In a note to clients, Glagola said, “Given the macroeconomic environment and the risks of FTX contagion on the prices of crypto assets, COIN’s monthly trading volumes have been going down pretty consistently every month since November 2021, and it’s hard to see a stabilization or a rebound in retail trading volumes over 2023.”
He noted that the $35 billion total trading volume in December was 25% less than the $47 billion total trading volume in October.
Furthermore, since FTX collapsed, there is now a higher chance of SEC enforcement action. “We believe there is a risk to a large amount of COIN’s non-BTC/ETH trading volumes (36% of total) and assets under custody (31% of total) that could be designated securities by regulators, aggravating trade volume degradation,” he said.
The analyst also thinks that Coinbase (NASDAQ:COIN) will start a second round of layoffs at the beginning of 2023, which could amount to up to 40% of its staff, in order to adjust its cost structure to the fact that trading activity is going down.
In contrast to the Strong Sell rating given by SA Quant, the Market Perform rating is in line with the Hold rating given on average by Wall Street.
In other cryptocurrency news, Silvergate Capital (SI) stock fell in premarket trade after the company said it would cut jobs, take an impairment charge, sell debt securities, and take other steps to trim its portfolio because customers were pulling money out.
Harrison Schwartz, a blogger for SA, is still bullish on Coinbase (NASDAQ:COIN) because he thinks investors will flock to “safe haven” exchanges.

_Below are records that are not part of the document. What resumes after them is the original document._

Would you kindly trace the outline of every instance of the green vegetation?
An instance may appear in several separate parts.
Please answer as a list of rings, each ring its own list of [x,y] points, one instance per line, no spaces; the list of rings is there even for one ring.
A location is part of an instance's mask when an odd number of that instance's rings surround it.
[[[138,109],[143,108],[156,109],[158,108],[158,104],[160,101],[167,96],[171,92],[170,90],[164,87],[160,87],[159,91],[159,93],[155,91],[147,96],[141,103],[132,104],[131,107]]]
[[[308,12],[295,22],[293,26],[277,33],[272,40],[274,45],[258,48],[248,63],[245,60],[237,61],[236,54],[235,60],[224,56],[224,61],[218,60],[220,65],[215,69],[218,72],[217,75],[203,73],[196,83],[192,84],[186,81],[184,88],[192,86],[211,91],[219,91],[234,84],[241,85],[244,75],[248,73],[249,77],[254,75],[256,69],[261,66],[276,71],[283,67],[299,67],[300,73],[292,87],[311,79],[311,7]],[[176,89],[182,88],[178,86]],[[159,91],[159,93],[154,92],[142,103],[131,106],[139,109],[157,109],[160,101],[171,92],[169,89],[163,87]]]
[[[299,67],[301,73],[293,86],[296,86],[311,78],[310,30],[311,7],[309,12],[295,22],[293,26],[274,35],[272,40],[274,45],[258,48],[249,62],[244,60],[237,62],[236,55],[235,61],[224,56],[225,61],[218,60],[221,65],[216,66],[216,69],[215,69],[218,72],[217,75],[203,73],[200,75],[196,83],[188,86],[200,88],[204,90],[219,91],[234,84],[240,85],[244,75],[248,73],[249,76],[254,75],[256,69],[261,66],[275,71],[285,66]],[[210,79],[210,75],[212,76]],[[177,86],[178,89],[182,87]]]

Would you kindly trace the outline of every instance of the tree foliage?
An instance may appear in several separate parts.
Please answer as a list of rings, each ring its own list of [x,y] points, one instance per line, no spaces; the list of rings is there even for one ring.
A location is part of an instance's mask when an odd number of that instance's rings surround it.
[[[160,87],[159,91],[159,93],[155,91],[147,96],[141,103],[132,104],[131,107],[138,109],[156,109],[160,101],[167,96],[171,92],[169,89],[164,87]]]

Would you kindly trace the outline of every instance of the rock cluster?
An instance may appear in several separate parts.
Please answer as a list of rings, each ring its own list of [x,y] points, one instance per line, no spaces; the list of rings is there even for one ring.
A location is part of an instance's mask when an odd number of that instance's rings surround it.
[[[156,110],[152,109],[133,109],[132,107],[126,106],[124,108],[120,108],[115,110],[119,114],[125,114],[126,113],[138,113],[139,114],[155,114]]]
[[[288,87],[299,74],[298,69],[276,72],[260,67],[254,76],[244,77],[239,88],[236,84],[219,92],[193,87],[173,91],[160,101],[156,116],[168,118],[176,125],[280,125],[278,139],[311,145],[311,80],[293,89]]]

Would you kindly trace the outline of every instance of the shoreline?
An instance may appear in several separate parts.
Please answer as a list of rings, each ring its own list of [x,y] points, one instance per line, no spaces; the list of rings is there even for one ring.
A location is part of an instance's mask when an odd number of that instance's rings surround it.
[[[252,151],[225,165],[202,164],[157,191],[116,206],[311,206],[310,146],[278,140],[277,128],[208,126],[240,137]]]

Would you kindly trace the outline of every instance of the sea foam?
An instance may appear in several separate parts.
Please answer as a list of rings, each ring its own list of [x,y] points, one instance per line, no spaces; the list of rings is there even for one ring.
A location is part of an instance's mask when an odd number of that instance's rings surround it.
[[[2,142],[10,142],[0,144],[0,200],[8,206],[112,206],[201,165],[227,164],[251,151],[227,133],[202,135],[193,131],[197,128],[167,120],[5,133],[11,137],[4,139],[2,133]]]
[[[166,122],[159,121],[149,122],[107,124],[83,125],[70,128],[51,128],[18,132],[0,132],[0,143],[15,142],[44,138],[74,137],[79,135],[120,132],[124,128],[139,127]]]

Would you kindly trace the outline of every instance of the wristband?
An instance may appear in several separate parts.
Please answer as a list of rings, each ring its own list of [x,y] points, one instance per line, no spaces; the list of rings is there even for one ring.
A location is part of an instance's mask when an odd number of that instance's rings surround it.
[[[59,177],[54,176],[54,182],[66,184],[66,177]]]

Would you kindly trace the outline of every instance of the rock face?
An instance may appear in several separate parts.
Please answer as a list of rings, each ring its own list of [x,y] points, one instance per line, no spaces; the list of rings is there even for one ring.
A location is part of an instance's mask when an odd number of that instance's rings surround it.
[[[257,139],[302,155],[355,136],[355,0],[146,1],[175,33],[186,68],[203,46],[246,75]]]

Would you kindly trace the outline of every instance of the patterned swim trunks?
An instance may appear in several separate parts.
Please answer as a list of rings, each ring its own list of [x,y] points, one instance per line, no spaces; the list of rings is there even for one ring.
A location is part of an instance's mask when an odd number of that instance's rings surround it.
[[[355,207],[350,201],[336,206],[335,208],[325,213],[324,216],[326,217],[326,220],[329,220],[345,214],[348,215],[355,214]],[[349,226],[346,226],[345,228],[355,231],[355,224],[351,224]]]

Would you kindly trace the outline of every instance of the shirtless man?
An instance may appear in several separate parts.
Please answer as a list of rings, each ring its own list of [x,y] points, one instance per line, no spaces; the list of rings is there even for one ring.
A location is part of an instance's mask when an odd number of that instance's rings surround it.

The self-proclaimed “good guys” of the cryptocurrency world, Coinbase, have recently started running ads in an effort to regain investor trust. The ads focus on how closely the government is watching Coinbase because it is based in the US instead of a more lax place like, say, the Bahamas. Research from the New York State Department of Financial Services shows that by the end of 2021, Coinbase will have gotten more than 100,000 alerts about supposedly wrong customer transactions. One blockchain bandit pretended to work for an undisclosed organization, but the exchange’s insufficient security measures allowed him to take $150 million from it:
- Authorities found out that the exchange let people sign up for accounts without doing enough background checks. This could have made it easier for people to launder money or pay for terrorist activities, so the company agreed to pay a $50 million fine. Coinbase will also need to spend $50 million to improve its compliance program, which stops drug dealers, child pornographers, and other possible criminals from opening accounts. Coinbase will also need to spend $50 million to improve its compliance program, which stops drug dealers, child pornographers, and other possible criminals from opening accounts.
- Coinbase will also need to spend $50 million to improve its compliance program, which stops drug dealers, child pornographers, and other possible criminals from opening accounts.
More developments on Coinbase fines here.